Engineering an improved IgG4 molecule with reduced disulfide bond heterogeneity and increased Fab domain thermal stability

Abstract

The integrity of antibody structure, stability, and biophysical characterization are becoming increasingly important as antibodies receive increasing scrutiny from regulatory authorities. We altered the disulfide bond arrangement of an IgG4 molecule by mutation of the Cys at the N terminus of the heavy chain constant domain 1 (C(H)1) (Kabat position 127) to a Ser and introduction of a Cys at a variety of positions (positions 227-230) at the C terminus of C(H)1. An inter-LC-C(H)1 disulfide bond is thus formed, which mimics the disulfide bond arrangement found in an IgG1 molecule. The antibody species present in the supernatant following transient expression in Chinese hamster ovary cells were analyzed by immunoblot to investigate product homogeneity, and purified product was analyzed by a thermofluor assay to determine thermal stability. We show that the light chain can form an inter-LC-C(H)1 disulfide bond with a Cys when present at several positions on the upper hinge (positions 227-230) and that such engineered disulfide bonds can consequently increase the Fab domain thermal stability between 3 and 6.8 °C. The IgG4 disulfide mutants displaying the greatest increase in Fab thermal stability were also the most homogeneous in terms of disulfide bond arrangement and antibody species present. Importantly, mutations did not affect the affinity for antigen of the resultant molecules. In combination with the previously described S241P mutation, we present an IgG4 molecule with increased Fab thermal stability and reduced product heterogeneity that potentially offers advantages for the production of IgG4 molecules.

FIGURE 1.

Schematic representation of the arrangement and number of DSBs of the human IgG isotypes. The dotted and solid lines indicate inter- and intra-DSBs, respectively.

FIGURE 2.

Expression analysis of IgG1 WT, IgG4 WT, and IgG4 mutants as determined by using protein A biosensors in an OCTET detection system (n = 3).

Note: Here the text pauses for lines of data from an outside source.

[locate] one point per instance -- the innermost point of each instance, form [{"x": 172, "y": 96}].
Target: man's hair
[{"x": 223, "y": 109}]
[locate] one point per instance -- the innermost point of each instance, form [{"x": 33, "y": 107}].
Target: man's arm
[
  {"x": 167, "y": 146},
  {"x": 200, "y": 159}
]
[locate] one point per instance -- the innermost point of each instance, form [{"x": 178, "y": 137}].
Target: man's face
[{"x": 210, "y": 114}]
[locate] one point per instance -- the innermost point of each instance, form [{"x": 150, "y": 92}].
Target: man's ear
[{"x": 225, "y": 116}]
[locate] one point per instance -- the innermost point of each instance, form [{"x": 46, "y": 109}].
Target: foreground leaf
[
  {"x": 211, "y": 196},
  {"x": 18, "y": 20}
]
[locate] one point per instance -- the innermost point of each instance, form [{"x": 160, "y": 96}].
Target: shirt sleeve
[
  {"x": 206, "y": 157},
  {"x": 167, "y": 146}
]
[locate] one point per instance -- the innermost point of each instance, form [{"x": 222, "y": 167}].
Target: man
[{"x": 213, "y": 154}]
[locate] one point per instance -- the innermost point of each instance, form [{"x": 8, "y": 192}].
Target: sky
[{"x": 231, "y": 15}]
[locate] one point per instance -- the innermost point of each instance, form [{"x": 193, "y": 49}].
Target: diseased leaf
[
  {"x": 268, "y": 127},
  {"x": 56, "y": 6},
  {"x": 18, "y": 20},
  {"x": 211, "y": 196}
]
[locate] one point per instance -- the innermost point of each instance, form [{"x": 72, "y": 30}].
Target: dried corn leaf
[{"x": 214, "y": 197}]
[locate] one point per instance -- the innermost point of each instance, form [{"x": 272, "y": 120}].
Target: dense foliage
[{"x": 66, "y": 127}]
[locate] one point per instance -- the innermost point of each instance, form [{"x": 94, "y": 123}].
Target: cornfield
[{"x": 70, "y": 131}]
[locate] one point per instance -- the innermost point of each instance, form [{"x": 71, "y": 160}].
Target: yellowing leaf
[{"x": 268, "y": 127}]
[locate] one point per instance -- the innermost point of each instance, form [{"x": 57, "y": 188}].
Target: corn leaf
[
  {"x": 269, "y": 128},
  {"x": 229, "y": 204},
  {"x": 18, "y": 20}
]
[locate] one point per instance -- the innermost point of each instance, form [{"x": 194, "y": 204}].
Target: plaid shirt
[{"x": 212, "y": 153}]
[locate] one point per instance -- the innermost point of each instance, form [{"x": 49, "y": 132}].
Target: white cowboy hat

Error bars, S.D.

FIGURE 3.

SEC HPLC and immunoblot of IgG4 molecules with altered DSB arrangements toward an IgG1-like DSB, including mutants with a 3-residue spacer within the hinge region. All mutants include C127S in addition to the mutation noted. A, SEC HPLC trace comparison of IgG4 WT and M1 (C127S/G230C). B, comparison of IgG4 WT with mutants that had a Cys introduced at different positions in the C_H1. Samples were run under non-reducing conditions and probed with an anti-human Fc antibody. C, comparison of the same samples, also run under non-reducing conditions but probed with an anti-human κ antibody. For both A and B, thick black lines indicate HC, thick gray lines indicate LC, and red lines indicate DSBs.

FIGURE 4.

Comparison of the thermal stability of the Fab domains of selected mutants determined by the thermofluor assay (n = 3). Error bars, S.D.

FIGURE 5.

Investigating the effect of introducing the S241P mutation within the core hinge of IgG4 WT of selected mutants. A, immunoblot analysis under non-reducing conditions with (+) or without (−) the S241P mutation. The membrane was probed with an anti-human FC antibody. B, the membrane was probed with an anti-human κ antibody. For both A and B, thick black lines indicate HC, thick gray lines indicate LC, and red lines indicate DSBs.

FIGURE 6.

Thermal stability of the Fab domains of IgG4 and mutant IgG4 with (+) or without (−) the S241P mutation as determined by the thermofluor assay (n = 3). Error bars, S.D.